Anyone have the skinny on this fund? Never owned a convertible fund and wondering if it is a better foil for equity funds vs bond funds in current times.


  • edited June 2017
    Hi @VintageFreak,

    Here is how I use my convertible secutities fund.

    I do not own the subject fund you are asking about; but, I do own a convertible securities fund FISCX and hold it in my hybrid income sleeve. It is mostly made up of bonds that have the option to convert to common stock at the bond holders choice usually at maturity or at an established date. In addition, the fund holds some convertible preferreds as well.

    Year-to-date the fund is up 11.5% and is the leading member of it's sleeve. Generally, I like to keep about 10% of the sleeve's money in convertibles and because other sleeve members usually hold some convertibles as well from time-to-time I have to sometimes throttle the weighting of FISCX to maintain a 10% convertible securities weighting within the sleeve.

    In addition, I strive to keep an overall portfolio weighting of about 5% in other assets as classified by Morningstar's Instant Xray of which convertibles securities fall.

    Perhaps, the above will be helpful if you are looking for ideas as how to incorporate a convertible securities fund within your portfolio. Perhaps not.

    When I Xrayed WSGCX it came up as a Wells Fargo fund. Why do you favor this fund? I'd run from anything with the name Wells Fargo on it as the bank's ticker symbol WFC in my book means "We Fleece Customers."

    My best to you ...

  • edited June 2017
    LOL. I did the same thing. I'm sure you made typo and typed WSCGX.

    Will check out FISCX. Hopefully I don't make a F.I.S.T. out of things.:-D

    The reason to check out the Westwood fund is because is strikes me as being more risk averse. Of course it has not been through a bear market, but FISCX lost like 35% in the last one.
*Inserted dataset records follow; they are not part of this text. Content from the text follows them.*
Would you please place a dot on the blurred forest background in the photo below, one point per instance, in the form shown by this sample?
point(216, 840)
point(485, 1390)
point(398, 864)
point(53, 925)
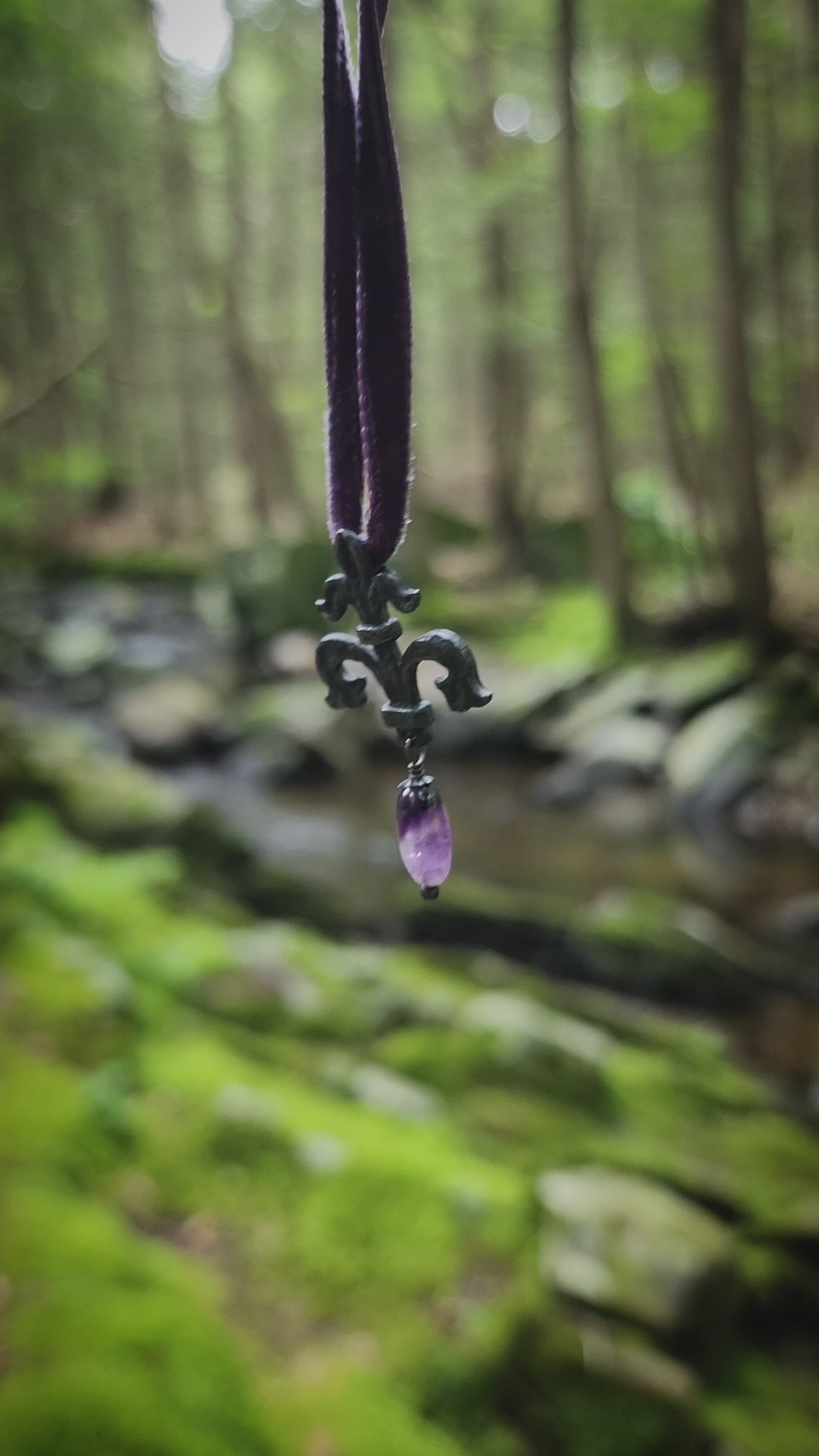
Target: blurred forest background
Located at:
point(293, 1164)
point(614, 232)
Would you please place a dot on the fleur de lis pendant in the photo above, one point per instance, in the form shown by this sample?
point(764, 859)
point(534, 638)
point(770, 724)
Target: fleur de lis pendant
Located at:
point(423, 825)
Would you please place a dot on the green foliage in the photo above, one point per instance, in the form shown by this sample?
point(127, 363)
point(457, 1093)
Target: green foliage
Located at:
point(232, 1235)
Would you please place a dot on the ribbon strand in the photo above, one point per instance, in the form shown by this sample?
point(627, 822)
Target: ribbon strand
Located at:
point(366, 289)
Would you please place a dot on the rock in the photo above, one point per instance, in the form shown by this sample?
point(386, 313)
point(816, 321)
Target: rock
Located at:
point(624, 746)
point(168, 718)
point(562, 787)
point(615, 1355)
point(273, 758)
point(656, 945)
point(693, 680)
point(519, 695)
point(630, 813)
point(104, 798)
point(796, 919)
point(719, 753)
point(620, 695)
point(628, 1245)
point(547, 1049)
point(299, 712)
point(78, 645)
point(248, 1123)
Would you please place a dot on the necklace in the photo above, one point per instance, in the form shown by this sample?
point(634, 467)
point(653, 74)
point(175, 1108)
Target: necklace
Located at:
point(369, 389)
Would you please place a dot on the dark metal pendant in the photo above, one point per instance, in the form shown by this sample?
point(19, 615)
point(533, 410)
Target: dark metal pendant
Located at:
point(422, 817)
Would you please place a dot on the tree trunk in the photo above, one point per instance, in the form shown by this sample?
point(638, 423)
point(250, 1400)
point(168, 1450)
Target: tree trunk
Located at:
point(505, 389)
point(779, 184)
point(180, 204)
point(686, 456)
point(741, 457)
point(263, 436)
point(607, 531)
point(812, 12)
point(503, 362)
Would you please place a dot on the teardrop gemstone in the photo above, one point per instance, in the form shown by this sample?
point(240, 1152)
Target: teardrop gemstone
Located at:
point(425, 836)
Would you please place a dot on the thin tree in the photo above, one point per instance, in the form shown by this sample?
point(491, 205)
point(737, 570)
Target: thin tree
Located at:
point(749, 557)
point(607, 528)
point(812, 15)
point(263, 434)
point(684, 450)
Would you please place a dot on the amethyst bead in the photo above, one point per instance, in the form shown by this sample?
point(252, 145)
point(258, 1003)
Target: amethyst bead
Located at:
point(425, 836)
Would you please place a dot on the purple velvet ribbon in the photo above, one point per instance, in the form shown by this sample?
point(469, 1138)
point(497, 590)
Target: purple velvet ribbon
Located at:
point(366, 293)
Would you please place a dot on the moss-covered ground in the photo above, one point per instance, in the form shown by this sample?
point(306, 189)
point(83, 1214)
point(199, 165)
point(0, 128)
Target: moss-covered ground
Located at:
point(266, 1195)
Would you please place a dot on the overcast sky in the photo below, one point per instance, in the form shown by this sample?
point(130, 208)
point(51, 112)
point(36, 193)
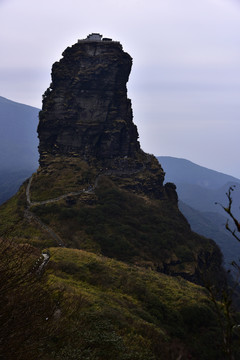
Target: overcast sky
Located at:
point(185, 82)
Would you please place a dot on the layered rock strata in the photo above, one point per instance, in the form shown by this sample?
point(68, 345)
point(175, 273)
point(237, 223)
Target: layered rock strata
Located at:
point(86, 113)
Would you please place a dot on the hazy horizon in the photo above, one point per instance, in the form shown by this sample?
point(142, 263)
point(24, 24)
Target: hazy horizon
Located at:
point(185, 81)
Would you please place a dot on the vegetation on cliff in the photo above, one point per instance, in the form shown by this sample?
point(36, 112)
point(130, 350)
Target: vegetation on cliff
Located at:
point(121, 253)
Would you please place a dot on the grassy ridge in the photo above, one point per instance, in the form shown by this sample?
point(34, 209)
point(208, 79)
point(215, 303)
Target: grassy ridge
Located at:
point(126, 312)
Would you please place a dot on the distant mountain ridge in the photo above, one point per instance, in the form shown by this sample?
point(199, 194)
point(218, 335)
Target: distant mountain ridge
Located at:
point(198, 190)
point(18, 145)
point(185, 171)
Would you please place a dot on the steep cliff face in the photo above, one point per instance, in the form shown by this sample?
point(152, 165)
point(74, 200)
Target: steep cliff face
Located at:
point(86, 114)
point(86, 110)
point(95, 188)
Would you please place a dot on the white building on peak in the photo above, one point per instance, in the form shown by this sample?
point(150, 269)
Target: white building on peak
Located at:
point(94, 37)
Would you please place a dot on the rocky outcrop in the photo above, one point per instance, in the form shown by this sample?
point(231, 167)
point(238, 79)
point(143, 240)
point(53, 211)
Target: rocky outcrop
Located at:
point(86, 110)
point(86, 114)
point(95, 188)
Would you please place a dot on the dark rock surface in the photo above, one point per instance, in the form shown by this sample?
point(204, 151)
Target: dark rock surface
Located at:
point(86, 110)
point(86, 114)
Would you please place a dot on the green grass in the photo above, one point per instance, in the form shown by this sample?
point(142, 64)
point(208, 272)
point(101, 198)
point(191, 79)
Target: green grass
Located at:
point(139, 308)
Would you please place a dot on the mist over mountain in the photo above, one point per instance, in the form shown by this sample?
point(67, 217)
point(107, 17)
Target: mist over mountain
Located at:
point(18, 145)
point(120, 271)
point(199, 189)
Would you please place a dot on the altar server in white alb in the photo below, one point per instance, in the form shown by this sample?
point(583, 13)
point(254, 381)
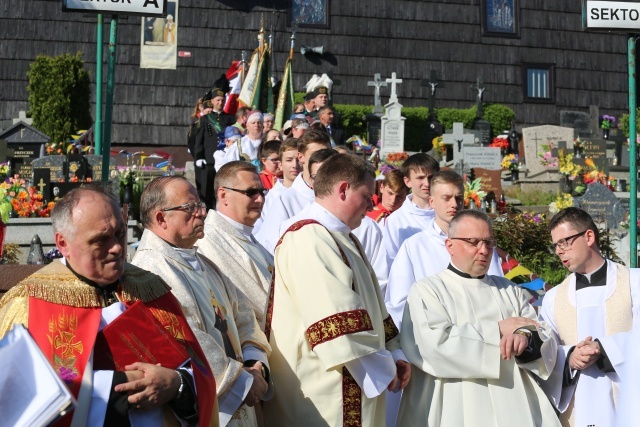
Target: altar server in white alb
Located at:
point(593, 313)
point(335, 348)
point(425, 253)
point(475, 342)
point(415, 213)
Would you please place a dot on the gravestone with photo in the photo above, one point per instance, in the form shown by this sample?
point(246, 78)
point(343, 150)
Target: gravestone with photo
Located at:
point(535, 138)
point(490, 180)
point(392, 133)
point(600, 202)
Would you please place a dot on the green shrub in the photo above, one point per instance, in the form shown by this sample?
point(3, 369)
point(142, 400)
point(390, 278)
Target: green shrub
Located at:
point(59, 94)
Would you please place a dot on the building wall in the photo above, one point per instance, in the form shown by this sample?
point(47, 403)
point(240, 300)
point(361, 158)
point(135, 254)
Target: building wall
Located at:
point(378, 36)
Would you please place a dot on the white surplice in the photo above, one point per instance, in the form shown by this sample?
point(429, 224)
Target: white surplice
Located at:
point(451, 335)
point(595, 391)
point(408, 220)
point(421, 255)
point(282, 207)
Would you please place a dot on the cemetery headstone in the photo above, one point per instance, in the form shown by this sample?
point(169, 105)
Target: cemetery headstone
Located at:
point(578, 120)
point(483, 157)
point(458, 139)
point(393, 122)
point(377, 82)
point(42, 181)
point(600, 202)
point(534, 139)
point(54, 164)
point(490, 180)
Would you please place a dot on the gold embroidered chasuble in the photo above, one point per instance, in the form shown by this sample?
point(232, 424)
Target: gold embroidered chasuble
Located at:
point(327, 310)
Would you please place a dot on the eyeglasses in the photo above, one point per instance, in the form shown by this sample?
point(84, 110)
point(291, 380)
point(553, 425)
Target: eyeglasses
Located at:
point(251, 192)
point(489, 243)
point(191, 207)
point(565, 243)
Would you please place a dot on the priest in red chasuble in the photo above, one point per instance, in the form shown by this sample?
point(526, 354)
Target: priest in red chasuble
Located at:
point(75, 306)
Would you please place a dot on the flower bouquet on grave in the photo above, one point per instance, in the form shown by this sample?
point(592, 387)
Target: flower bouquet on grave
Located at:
point(439, 149)
point(547, 159)
point(473, 193)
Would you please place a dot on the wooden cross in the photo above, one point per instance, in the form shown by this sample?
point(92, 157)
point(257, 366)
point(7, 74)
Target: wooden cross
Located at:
point(393, 80)
point(377, 83)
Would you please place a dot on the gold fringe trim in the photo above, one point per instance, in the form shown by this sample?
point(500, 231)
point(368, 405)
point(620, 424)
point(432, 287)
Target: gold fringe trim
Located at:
point(55, 283)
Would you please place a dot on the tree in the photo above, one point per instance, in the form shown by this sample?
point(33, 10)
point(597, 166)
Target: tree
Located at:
point(59, 95)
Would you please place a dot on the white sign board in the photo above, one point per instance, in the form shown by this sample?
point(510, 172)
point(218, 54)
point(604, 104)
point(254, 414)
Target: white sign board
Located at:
point(119, 7)
point(610, 15)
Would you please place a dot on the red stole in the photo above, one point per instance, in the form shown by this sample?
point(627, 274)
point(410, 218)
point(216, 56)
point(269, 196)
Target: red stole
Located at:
point(66, 335)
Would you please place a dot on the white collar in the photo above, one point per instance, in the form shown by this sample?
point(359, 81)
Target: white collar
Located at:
point(245, 230)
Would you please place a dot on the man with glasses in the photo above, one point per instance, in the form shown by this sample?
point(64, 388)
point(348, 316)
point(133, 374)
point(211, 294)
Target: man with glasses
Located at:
point(591, 312)
point(475, 342)
point(228, 240)
point(222, 319)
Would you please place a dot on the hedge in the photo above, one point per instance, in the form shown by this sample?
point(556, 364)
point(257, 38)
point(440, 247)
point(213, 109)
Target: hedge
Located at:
point(352, 118)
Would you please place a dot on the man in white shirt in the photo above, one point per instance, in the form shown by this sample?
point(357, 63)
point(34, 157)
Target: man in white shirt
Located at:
point(425, 254)
point(415, 213)
point(288, 203)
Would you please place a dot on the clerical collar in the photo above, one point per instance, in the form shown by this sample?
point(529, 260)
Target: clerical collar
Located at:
point(595, 278)
point(108, 292)
point(245, 230)
point(463, 274)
A fund like this I'm not expecting to trade, but then a fund I don't expect to trade I cannot take that much loss.

    Maybe convertibles may not be for me.
  • edited June 2017
    Yep, I see that I missed typed the fund symbol ... and, it had me going at the moment. Perhaps, others will get a chuckle from this also.
  • Fixed-income managers who value the mantra "do not lose money" will tell you that preferreds are horrendous values now, with prices much higher than the face value. Given that most preferreds have deep call features, it is hard to understand the logic in paying 15-35% premium for a preferred now, and have it called at face or perhaps at a small premium in the near future. Yes, the prices could continue to escalate, but a number of smart managers will tell you that if there is a bubble in the fixed-income markets, this is it. In a credit crunch, these will not be pretty, as another poster noted.